Karriere bei Amprion

Amprion-Geschäftsführer Dr. Hans-Jürgen Brick über die spannendste Phase seines Berufslebens

Herr Dr. Brick, zurzeit erlebt Amprion einen großen Wachstumsschub. Warum werden so viele neue Mitarbeiter gebraucht?

Unser Geschäft verläuft gerade sehr dynamisch. Der Netzausbau ist ins Rollen gekommen. Die zuständigen Behörden haben seit Anfang 2016 den Bau von mehr als 300 Kilometern neuer Leitungen bewilligt – eine wichtige Voraussetzung, damit der Umbau unseres Energiesystems vorankommt. Rund 2.000 Projektkilometer haben wir allerdings noch in der Pipeline. Diese Projekte zu planen, in die Genehmigungsverfahren zu bringen und zu realisieren, ist sehr anspruchsvoll und arbeitsintensiv. Außerdem hält der Netzausbau aktuell noch nicht mit dem Wachstum der erneuerbaren Energien Schritt. Deshalb entwickeln wir kurzfristig technische Lösungen, um unser Netz auch in der Umbauphase stabil zu halten. Für all diese arbeitsintensiven Aufgaben brauchen wir Verstärkung.

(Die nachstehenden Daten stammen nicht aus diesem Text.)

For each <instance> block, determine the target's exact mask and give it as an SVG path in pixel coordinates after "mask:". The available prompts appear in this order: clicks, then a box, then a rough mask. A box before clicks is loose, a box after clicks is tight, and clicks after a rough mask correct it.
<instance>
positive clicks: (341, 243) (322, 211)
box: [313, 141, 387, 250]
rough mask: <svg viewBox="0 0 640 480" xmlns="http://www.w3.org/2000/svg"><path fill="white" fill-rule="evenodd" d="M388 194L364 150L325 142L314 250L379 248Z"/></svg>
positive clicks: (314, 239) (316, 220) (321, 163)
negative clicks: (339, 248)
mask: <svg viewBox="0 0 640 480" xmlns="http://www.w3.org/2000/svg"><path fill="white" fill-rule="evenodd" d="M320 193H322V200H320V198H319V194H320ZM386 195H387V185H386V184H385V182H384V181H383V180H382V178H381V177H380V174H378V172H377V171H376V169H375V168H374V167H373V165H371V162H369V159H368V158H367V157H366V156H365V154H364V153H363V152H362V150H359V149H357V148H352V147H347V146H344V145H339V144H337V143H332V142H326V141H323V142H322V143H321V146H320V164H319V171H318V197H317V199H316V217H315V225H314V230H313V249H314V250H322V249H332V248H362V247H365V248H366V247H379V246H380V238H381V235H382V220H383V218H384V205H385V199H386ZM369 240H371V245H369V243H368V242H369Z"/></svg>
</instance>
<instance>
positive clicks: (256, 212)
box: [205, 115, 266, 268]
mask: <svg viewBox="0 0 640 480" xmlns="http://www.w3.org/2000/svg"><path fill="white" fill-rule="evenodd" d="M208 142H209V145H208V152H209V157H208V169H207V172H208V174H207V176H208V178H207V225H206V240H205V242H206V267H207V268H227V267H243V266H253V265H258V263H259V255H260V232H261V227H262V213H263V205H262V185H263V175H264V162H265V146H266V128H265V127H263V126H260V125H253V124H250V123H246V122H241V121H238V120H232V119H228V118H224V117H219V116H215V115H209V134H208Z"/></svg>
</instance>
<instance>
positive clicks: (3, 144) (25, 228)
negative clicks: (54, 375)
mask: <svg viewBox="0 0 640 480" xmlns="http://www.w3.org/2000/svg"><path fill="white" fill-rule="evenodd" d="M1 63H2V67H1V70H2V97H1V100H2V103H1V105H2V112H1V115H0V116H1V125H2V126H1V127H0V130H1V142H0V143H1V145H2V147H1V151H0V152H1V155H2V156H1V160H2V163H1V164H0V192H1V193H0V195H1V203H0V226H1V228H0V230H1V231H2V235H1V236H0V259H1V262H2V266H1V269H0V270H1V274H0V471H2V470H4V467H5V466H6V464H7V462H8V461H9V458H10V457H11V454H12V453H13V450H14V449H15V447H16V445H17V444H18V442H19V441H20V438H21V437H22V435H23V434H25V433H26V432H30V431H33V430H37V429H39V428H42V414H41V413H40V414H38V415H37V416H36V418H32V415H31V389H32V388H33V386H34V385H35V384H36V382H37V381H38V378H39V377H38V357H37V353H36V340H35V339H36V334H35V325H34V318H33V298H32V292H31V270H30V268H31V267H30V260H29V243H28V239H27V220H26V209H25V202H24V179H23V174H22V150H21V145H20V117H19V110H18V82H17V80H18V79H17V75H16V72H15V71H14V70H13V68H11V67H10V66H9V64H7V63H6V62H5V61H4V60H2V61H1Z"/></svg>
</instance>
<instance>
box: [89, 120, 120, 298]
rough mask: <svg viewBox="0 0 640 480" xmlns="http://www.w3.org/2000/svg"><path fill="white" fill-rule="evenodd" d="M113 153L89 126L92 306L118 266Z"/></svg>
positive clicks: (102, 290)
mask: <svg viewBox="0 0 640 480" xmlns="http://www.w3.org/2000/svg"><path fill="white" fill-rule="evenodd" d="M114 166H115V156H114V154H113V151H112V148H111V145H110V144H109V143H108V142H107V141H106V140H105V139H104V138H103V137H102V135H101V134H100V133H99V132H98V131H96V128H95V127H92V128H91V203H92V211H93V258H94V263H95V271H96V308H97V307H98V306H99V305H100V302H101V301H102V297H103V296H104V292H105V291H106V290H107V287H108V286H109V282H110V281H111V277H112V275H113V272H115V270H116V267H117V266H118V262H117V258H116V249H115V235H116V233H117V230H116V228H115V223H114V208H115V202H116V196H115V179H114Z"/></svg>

»Unsere Mitarbeiterinnen und Mitarbeiter sind die wichtigste Ressource im Unternehmen.«


Dr. Hans-Jürgen Brick

Geschäftsführer von Amprion

Zumal weitere Herausforderungen absehbar sind, die sich durch den Umbau des Stromsystems ergeben. Wie bereitet sich Amprion auf zukünftige Innovationsschübe vor?

Indem wir schon jetzt die Initiative ergreifen. Amprion muss sich für zukünftige Herausforderungen wie die Anbindung von Offshore-Windparks, Sektoren­kopplung und den Einsatz neuer Technologien rüsten. Nur so werden wir auch künftig unserer Verantwortung gerecht, immer mehr erneuerbare Energien aufzunehmen und zugleich ein zuverlässiges Übertragungsnetz für die 29 Millionen Menschen in unserem Netzgebiet zu betreiben. Um solche langfristigen Projekte strategisch vorzubereiten, bauen wir jetzt internes Know-how auf. Unsere Mitarbeiterinnen und Mitarbeiter sind die wichtigste Ressource, damit Amprion seinen volkswirtschaftlichen Auftrag erfüllen kann.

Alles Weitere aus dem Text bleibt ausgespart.